Not necessarily. If the cap rock made up of clays (as in a shale) it isn't necessarily going to transmit "along the c-axis" of the crystallites (if you will). Remember a set of oriented flat plates can transmit in the plane of the plates but less so perpendicular to the plates.
In most cases, the rate of leaking of the cap rock should be higher than the rate of hydrocarbon generation.
But it
demonstrably isn't. Otherwise we wouldn't have petroleum deposits, now would we?
May be you don't like to hear this. A quick burial could indeed solve this dilemma. Of course, that would "significantly" shorten the age of the hydrocarbon.
You are now bumping up against thermodynamics and kinetics. I seem to recall quite a bit of work going on around the
Time-Temperature Index of Lopatin later expanded by Waples (I believe newer kinetic models are used, hopefully Baggins or Molal will have some info on these).
Time-temperature index (TTI).
- Complex formulation to calculate a value of TTI that is based on values for E, A, and T and t for the amount of time that organic matter stays within a 10°C window. (p. 151 Hunt)
- There is also a second relationship to calculate the value of TTI for sediment that resides for a certain time at a certain temperature
- These equations are solved for each type of kerogen (different values of E and A) and then plotted graphically to simplify their calculations (see p. 151 in Hunt, Fig. 6-3).
- The next step is to sum up all values of TTI for each 10°C window or for periods of constant temperature. This provides a value of STTI, which is related to the % oil generated by:
x% = [1-exp(-
STTI/100)]*100
- The importance of using this type of calculations is that it takes into account the kinetics of oil generation from kerogen. Because activation energy is so variable for each type of kerogen it is important to account for it.
(
SOURCE)
There's a
great deal known about the general kinetics of the reactions. You can run the reaction faster at higher temps, but you have to get them to those higher temps. The nature of the kerogen as well as the rate of heating and decomposition will help craft the final "distribution" of compounds.
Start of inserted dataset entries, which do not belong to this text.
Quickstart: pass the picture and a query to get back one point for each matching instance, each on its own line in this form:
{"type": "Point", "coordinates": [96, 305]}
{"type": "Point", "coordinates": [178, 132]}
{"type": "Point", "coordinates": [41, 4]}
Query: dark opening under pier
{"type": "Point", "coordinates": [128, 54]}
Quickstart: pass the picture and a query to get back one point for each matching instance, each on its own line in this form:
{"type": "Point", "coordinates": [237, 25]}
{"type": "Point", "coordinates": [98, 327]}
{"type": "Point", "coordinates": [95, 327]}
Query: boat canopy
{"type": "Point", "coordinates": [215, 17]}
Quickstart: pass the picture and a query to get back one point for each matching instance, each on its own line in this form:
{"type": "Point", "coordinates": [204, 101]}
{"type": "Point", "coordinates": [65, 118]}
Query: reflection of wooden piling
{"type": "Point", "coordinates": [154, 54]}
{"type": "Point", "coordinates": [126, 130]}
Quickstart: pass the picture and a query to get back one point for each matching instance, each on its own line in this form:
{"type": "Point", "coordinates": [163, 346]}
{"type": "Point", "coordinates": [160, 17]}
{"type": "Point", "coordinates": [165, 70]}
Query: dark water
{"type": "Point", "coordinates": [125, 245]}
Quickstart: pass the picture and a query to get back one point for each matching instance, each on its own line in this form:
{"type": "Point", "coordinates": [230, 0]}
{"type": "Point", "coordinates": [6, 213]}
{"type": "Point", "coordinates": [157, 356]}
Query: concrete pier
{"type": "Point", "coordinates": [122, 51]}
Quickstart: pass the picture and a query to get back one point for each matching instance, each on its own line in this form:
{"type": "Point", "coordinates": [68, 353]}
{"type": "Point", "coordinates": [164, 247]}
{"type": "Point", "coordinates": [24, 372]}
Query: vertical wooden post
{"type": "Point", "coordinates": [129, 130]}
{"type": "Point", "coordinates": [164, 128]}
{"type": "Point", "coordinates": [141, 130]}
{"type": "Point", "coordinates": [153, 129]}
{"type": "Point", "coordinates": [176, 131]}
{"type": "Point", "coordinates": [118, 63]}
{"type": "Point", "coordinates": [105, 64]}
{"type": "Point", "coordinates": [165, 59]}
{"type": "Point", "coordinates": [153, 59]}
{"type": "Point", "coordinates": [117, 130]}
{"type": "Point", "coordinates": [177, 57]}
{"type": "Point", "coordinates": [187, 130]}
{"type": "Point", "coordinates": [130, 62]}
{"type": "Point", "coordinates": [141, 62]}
Hydrocarbon generation rates are typically calculated from bulk kerogen kinetics modeled at a specific heating rate. For example, the timing of hydrocarbon generation can be illustrated by modeling the generation rate at 3.3° C/my (a reasonable worldwide average rate) from bulk kinetic data(
SOURCE)
The timing and extent of hydrocarbon generation depends on both the thermal/burial history of a source rock interval and the reaction kinetics of hydrocarbon generation from the associated kerogen.(
SOURCE)
at a given vitrinite reflectance value one kerogen may be more or less converted into hydrocarbons than second, chemically different kerogen.
...
Thus, in a given sedimentary column the oil window will vary depending on organic matter composition.(
SOURCE)
So the amount, and I believe, some of the nature of the organics you get in a certain deposit, the chemistry of the compounds reflects not only the temperature but in some ways the
rate of the reactions. We can tell something about the rates by looking at the source material and what it became and how much it produced.
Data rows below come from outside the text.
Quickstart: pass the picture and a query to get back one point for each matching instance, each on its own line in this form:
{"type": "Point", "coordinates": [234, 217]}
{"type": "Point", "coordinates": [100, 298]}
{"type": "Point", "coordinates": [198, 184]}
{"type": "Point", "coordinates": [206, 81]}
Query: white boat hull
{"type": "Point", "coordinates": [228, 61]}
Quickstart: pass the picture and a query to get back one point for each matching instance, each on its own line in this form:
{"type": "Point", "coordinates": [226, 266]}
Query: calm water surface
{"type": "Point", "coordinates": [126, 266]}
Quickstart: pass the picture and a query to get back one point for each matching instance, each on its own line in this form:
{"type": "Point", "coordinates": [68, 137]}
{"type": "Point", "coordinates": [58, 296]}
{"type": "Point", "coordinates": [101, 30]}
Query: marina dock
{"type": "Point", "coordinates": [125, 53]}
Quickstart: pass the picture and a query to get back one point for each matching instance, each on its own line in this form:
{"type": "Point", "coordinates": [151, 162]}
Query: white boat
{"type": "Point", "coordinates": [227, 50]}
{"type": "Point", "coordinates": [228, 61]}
Another interesting point:
Differences between old and young oils:
- a) Old oils contain more even-numbered chains than young oils (these tend to have odd number chains).
b) Old oils contain more than 50% light hydrocarbons, which are rare in young sediments.
(
SOURCE)
But further on, if you bury it quickly you will still have to heat it up to the appropriate level to reach the oil window for the given kerogen. You will then have to transmit this heat through the rock (which will take time).
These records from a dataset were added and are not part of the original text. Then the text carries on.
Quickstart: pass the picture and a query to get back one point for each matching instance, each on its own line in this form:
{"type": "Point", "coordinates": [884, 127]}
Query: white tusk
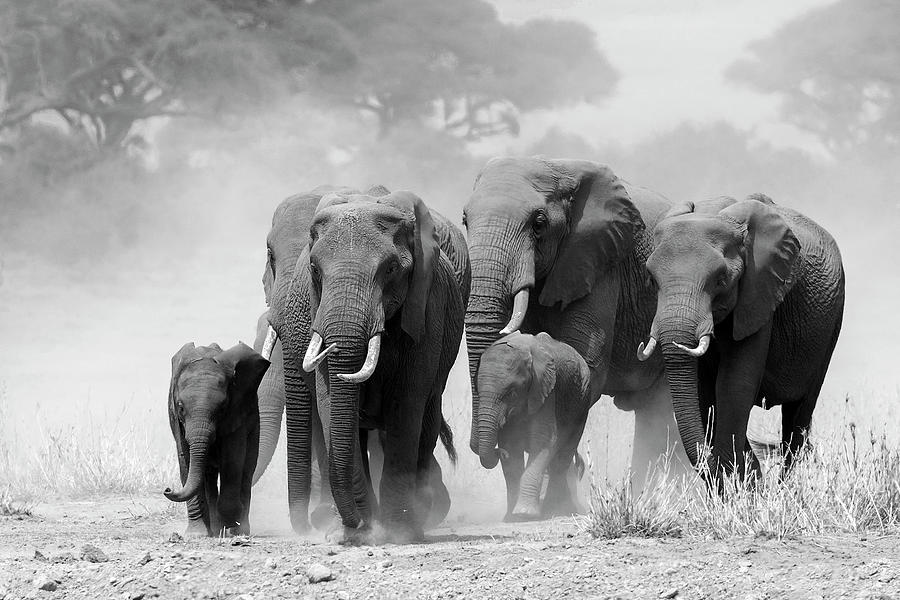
{"type": "Point", "coordinates": [646, 352]}
{"type": "Point", "coordinates": [520, 306]}
{"type": "Point", "coordinates": [313, 356]}
{"type": "Point", "coordinates": [697, 352]}
{"type": "Point", "coordinates": [369, 365]}
{"type": "Point", "coordinates": [269, 343]}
How fast do you want to bury these sediments?
But a faster burial won't ease
any of the topics you are debating against in terms of getting the stuff out of the source rocks. So you bury it quickly and to the right temp, you somehow transmit the heat to the rock.
Seems then that you will have a bigger issue to explain away (another one of those pesky
mechanistic questions like came up around the water from the mantle).
Rate really does matter here, not just kinetics but also for the mechanisms proposed. How do you bury them quickly without leaving a very clear indication of extremely rapid burial?